For Virtual Machines that are NOT in production you could just disable HA so in case of server failure they will not be started automatically.
I'd like to push it a bit further (and that's actually my question). I'm fine with the production VM to be restarted by the HA feature. What I would like to get is "some of the development VM to be STOPPED automatically in the event we loose a server. This is to make sure those production VM that should fail over can be actually be restarted, even if the development server is over provisioned".
This would allow us (1) to provision one server for dev AND (2) rely on the HA feature, not only to failover the VM but also to reclaim memory/cpu of the dev server, in this case.
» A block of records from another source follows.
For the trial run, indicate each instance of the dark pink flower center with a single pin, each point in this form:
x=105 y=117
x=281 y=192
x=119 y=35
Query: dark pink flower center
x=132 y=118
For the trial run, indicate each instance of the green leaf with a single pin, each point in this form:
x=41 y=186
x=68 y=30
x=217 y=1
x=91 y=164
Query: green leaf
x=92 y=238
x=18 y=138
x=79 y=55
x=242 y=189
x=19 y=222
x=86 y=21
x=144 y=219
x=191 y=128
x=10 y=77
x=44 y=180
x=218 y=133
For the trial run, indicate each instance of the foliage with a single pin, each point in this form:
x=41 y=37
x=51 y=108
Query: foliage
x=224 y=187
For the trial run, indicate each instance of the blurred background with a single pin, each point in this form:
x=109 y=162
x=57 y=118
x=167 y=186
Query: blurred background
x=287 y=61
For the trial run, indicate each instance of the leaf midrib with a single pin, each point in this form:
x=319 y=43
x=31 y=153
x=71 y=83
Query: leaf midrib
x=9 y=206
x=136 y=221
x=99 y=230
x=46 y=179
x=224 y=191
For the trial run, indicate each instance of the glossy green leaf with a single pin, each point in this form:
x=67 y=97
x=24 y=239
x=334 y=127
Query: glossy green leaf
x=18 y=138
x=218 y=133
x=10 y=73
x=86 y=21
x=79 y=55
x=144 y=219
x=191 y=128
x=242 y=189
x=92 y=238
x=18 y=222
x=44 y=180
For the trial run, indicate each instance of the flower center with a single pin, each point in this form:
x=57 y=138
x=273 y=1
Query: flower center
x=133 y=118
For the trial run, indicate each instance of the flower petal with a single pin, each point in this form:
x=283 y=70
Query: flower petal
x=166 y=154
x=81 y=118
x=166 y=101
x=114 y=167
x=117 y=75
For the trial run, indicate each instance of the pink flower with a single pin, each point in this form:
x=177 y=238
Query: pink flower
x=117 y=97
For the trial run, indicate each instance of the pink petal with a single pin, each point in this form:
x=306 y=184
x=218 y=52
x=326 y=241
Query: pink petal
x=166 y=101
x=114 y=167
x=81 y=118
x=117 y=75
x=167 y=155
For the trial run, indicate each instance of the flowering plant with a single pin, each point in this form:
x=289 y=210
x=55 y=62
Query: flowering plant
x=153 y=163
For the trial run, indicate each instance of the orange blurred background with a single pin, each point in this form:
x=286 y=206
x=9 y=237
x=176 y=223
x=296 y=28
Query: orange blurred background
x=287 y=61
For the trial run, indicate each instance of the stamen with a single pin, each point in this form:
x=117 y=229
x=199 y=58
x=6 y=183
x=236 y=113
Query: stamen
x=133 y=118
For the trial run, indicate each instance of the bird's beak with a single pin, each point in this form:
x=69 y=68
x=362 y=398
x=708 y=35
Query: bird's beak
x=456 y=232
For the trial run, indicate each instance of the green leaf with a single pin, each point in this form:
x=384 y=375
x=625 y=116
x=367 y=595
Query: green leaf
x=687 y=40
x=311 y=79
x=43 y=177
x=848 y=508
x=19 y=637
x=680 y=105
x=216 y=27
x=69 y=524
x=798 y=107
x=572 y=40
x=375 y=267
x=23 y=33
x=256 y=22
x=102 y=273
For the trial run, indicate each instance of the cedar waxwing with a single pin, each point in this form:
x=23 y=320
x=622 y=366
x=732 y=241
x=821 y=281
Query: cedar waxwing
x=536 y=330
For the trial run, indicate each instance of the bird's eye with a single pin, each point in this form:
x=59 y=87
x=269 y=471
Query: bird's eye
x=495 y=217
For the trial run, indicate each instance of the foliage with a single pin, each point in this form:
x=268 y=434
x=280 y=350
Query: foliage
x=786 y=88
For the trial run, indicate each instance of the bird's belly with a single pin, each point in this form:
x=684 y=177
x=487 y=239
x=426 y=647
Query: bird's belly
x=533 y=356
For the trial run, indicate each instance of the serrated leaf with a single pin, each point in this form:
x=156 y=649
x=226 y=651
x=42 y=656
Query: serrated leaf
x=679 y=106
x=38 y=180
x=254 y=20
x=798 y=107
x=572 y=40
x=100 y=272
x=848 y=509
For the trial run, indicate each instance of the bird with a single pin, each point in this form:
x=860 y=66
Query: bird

If it doesn't exist, could we hook a script in the HA process somehow ? Or maybe, the anti-affinity groups could somehow be useful. Any idea ?
Your scenario is very specific to your use case, so finding a supported out-of-box solution isn't going to happen. This is why the brains at oracle created ovm_utils, so it allows you to make your own processes.
Most shops would size their environment accordingly, so there's enough capacity to absorb a HA event, and completely avoid the "HA shuffle" procedure. Obviously that's the right way to do it, but can be more costly.